Oil refiner Valero (NYSE:VLO) doesn't extract its own oil. As the price of oil has risen, its margins have been pummeled, and so have its shares, down 30% YTD to $48. It recently projected Q1 EPS of $0.10-0.35, way below Street forecasts of $0.91.
Barron's says that despite the gloom, crack spreads (the difference between the price of gas and crude) have bottomed and are widening; after going negative a few weeks ago, they're back to $7.43/barrel. Analysts say that a $10 spread is sustainable.
Citi analysts say Valero's downside is limited to about $43.80 -- and that assumes worst-case earnings and its historical lowest P/E multiple. It also trades at a sizeable discount to the replacement value of its refineries; CEO Bill Klesse has said he wants to sell four of its 17 refineries, and there are rumors Petrobras (NYSE:PBR) is stalking its Aruba refinery. With the proceeds, Valero plans to pay down debt and repurchase shares. Valero's refineries are also equipped to refine the lowest quality crudes, which few others can do.

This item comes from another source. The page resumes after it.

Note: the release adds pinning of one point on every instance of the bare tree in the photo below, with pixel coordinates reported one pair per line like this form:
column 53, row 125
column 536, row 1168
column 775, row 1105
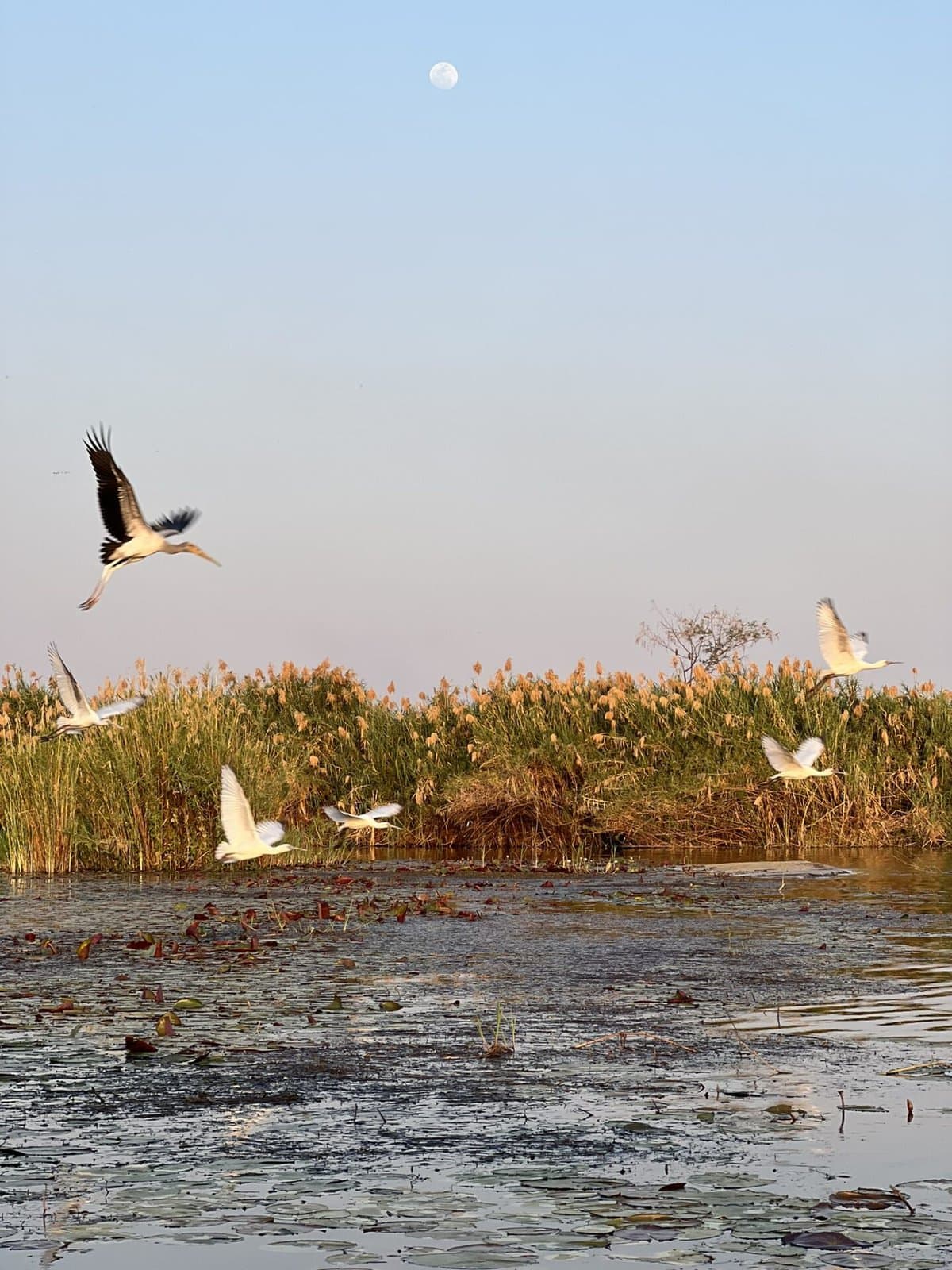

Analyst Paul Sankey of Deutsche Bank think shares have more than 60% upside.
Here's Valero's most recent earnings call transcript. Of interest, CEO Bill Klesse conceded (on Jan. 29) that, given the choice, the company would like to produce summer-grade gasoline early (due to its higher crack spreads) and hold onto it until the summer driving season. Something for investors to look forward to?